It is obvious to everyone that communication requires the use of a shared lexicon (among other communicative conceptions), especially in professional and technical discourse where accuracy and precision of concepts and terminology greatly affect the effectiveness of the discourse.
“While it appears that we can indeed think without language,
it is also the case that there are certain kinds of thinking
that are made possible by language.
Language gives us symbols we can use to fix ideas,
reflect on them and hold them up for observation.
It allows for a level of abstract reasoning
we wouldn’t have otherwise. …
We may be able to think without language,
but language lets us know that we are thinking.”
—Arika Okrent, Is it Possible to Think Without Language? MentalFloss
The book reveals in detail that unfortunately the conceptual understanding of, and lexicon for, the term “real-time” and associated terms (e.g., “hard,” “soft,” “predictable”) are largely confused in the real-time computing systems practitioner and even researcher communities.
This confusion is immediately obvious by looking at the conceptual and terminological disarray in:
- real-time OS vendor publications
- papers by vendors and users at the Embedded Systems Conference and in real-time related trade magazines
- papers published in professional society (e.g., IEEE, ACM) journals and conference proceedings
- papers in the journal Real-Time Systems
- Stack Exchange
Chapter 1 of the book (not this preview) provides examples quoted from all those sources of various ad hoc imprecise inaccurate concepts and terms used in the real-time computing field.
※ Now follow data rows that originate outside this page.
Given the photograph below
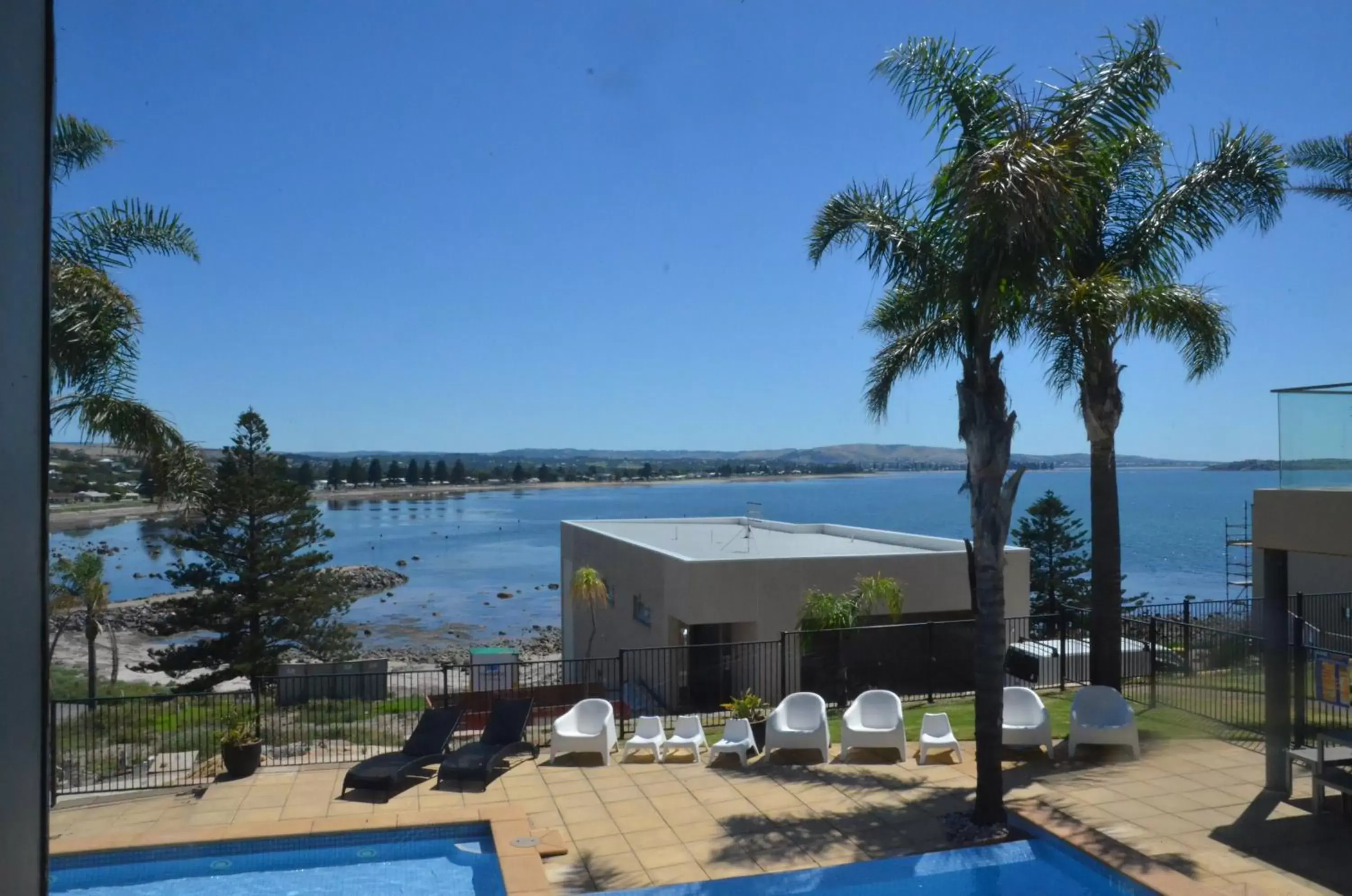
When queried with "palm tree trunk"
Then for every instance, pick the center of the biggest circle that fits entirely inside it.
(1102, 405)
(986, 426)
(113, 650)
(593, 635)
(92, 665)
The book also explains the sociological and technological circumstances that led to that deplorable situation, and why they and that situation persist despite the drastic limitations imposed on what real-time computing systems can be built, and on their cost-effectiveness. (Although these circumstances and consequent unfortunate situation are not well known in that field, they are not included in this preview.)
The thoughtful methodology employed here necessitates a precise and comprehensive lexicon. The lexicon is essential to cogent reasoning about the expanse of dynamically real-time systems, and consequently also about the static special case subset.